Garantie financière : Abdourahmane Sarr appelle à transformer les institutions africaines
Le ministre sénégalais de l’Économie, du Plan et de la Coopération, Abdourahmane Sarr, a plaidé pour une profonde transformation des institutions africaines de garantie financière lors de la Conférence internationale sur la garantie financière. Pour lui, ces structures doivent désormais jouer un rôle stratégique dans le financement du développement et de l’industrialisation du continent.
Face à un environnement mondial marqué par les tensions géopolitiques, le durcissement des conditions financières et les vulnérabilités climatiques, le ministre estime que l’Afrique doit repenser ses instruments de financement afin de mieux soutenir ses ambitions économiques.
Des institutions de garantie appelées à évoluer
Lors de son intervention, Abdourahmane Sarr a insisté sur la nécessité de dépasser la vision traditionnelle des mécanismes de garantie.
« Les institutions de garantie africaines doivent évoluer. Elles ne peuvent plus être considérées uniquement comme des instruments techniques d’atténuation du risque bancaire », a-t-il déclaré.
Selon lui, ces institutions doivent devenir de véritables leviers de :
• transformation productive ;
• mobilisation de l’investissement privé ;
• structuration des économies africaines ;
• financement des infrastructures stratégiques.
Le ministre considère que la question de la garantie financière dépasse largement le cadre bancaire. Elle touche directement à la capacité du continent à industrialiser ses économies, renforcer sa souveraineté économique et créer davantage de valeur ajoutée localement.
Un contexte international plus exigeant
Abdourahmane Sarr a rappelé que les recompositions actuelles de l’économie mondiale imposent à l’Afrique de renforcer sa résilience.
Les tensions géopolitiques, la fragmentation des chaînes de valeur mondiales et le resserrement des conditions d’accès aux capitaux internationaux rendent plus urgente la mise en place de mécanismes financiers adaptés aux réalités africaines.
Pour relever ces défis, il appelle à :
• des États stratèges ;
• des politiques industrielles cohérentes ;
• des infrastructures de qualité ;
• un secteur privé africain mieux financé et plus compétitif.
La ZLECAf, une opportunité à accompagner financièrement
Le ministre sénégalais a également mis en avant le potentiel de la Zone de libre-échange continentale africaine (ZLECAf), qu’il considère comme une opportunité historique pour accélérer l’intégration économique du continent.
Toutefois, il prévient que l’ouverture commerciale ne suffira pas sans un renforcement des capacités productives locales.
« Sans financement adapté et sans entreprises locales suffisamment solides, le risque est de voir persister les déséquilibres entre économies africaines », a-t-il averti.
D’où l’urgence, selon lui, de bâtir de véritables écosystèmes africains de financement du développement.

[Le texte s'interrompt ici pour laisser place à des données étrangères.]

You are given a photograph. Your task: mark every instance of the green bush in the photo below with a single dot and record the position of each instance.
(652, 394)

Vers une architecture financière africaine plus intégrée
Abdourahmane Sarr appelle à une coopération renforcée entre :
• les fonds nationaux de garantie ;
• les fonds multilatéraux ;
• les banques commerciales ;
• les investisseurs institutionnels ;
• les banques de développement ;
• les acteurs privés.
L’objectif affiché est clair :
• réduire le coût du capital pour les entreprises africaines ;
• mieux partager les risques ;
• orienter davantage de ressources vers l’investissement productif.
Le Sénégal place le secteur privé au cœur de sa Vision 2050
Le ministre a rappelé que ces priorités s’inscrivent pleinement dans la Vision Sénégal 2050, qui fait de la transformation structurelle de l’économie, de l’industrialisation et du financement innovant des axes majeurs de développement.

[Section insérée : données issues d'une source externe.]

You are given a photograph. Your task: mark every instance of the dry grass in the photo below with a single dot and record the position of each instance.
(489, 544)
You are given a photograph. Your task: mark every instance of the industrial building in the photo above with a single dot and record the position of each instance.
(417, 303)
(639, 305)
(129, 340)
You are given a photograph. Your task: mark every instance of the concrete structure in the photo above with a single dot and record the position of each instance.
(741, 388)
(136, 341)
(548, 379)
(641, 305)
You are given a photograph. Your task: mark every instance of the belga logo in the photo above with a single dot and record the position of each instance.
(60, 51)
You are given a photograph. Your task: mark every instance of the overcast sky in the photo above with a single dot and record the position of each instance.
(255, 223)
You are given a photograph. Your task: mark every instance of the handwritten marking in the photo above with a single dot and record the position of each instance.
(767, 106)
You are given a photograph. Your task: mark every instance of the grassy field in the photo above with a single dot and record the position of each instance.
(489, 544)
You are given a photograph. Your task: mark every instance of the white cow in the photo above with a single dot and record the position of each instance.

Pour Dakar, aucune transformation durable ne peut être envisagée sans :
• un secteur privé national fort ;
• des institutions financières solides ;
• des mécanismes efficaces de partage du risque.

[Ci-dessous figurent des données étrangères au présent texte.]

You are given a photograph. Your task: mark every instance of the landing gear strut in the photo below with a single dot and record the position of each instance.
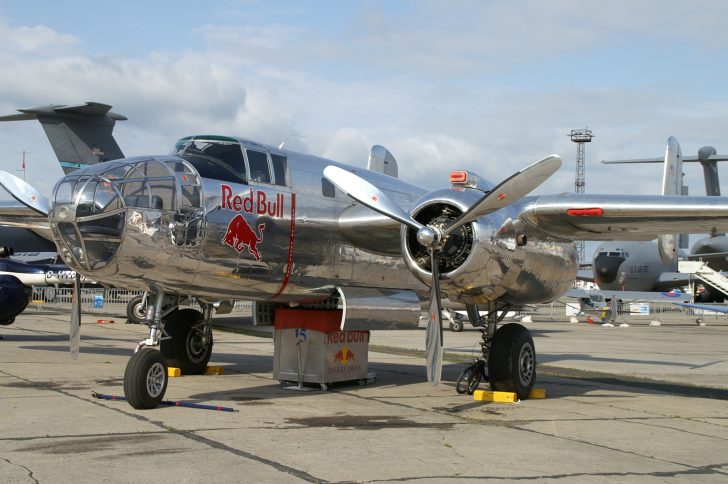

« L’Afrique doit davantage mobiliser ses propres capacités financières, mutualiser ses instruments et construire progressivement des architectures financières adaptées à ses réalités et à ses ambitions », a conclu Abdourahmane Sarr.
À travers cet appel, le Sénégal réaffirme sa volonté de contribuer à l’émergence d’un système financier africain plus robuste, capable d’accompagner durablement les ambitions économiques du continent.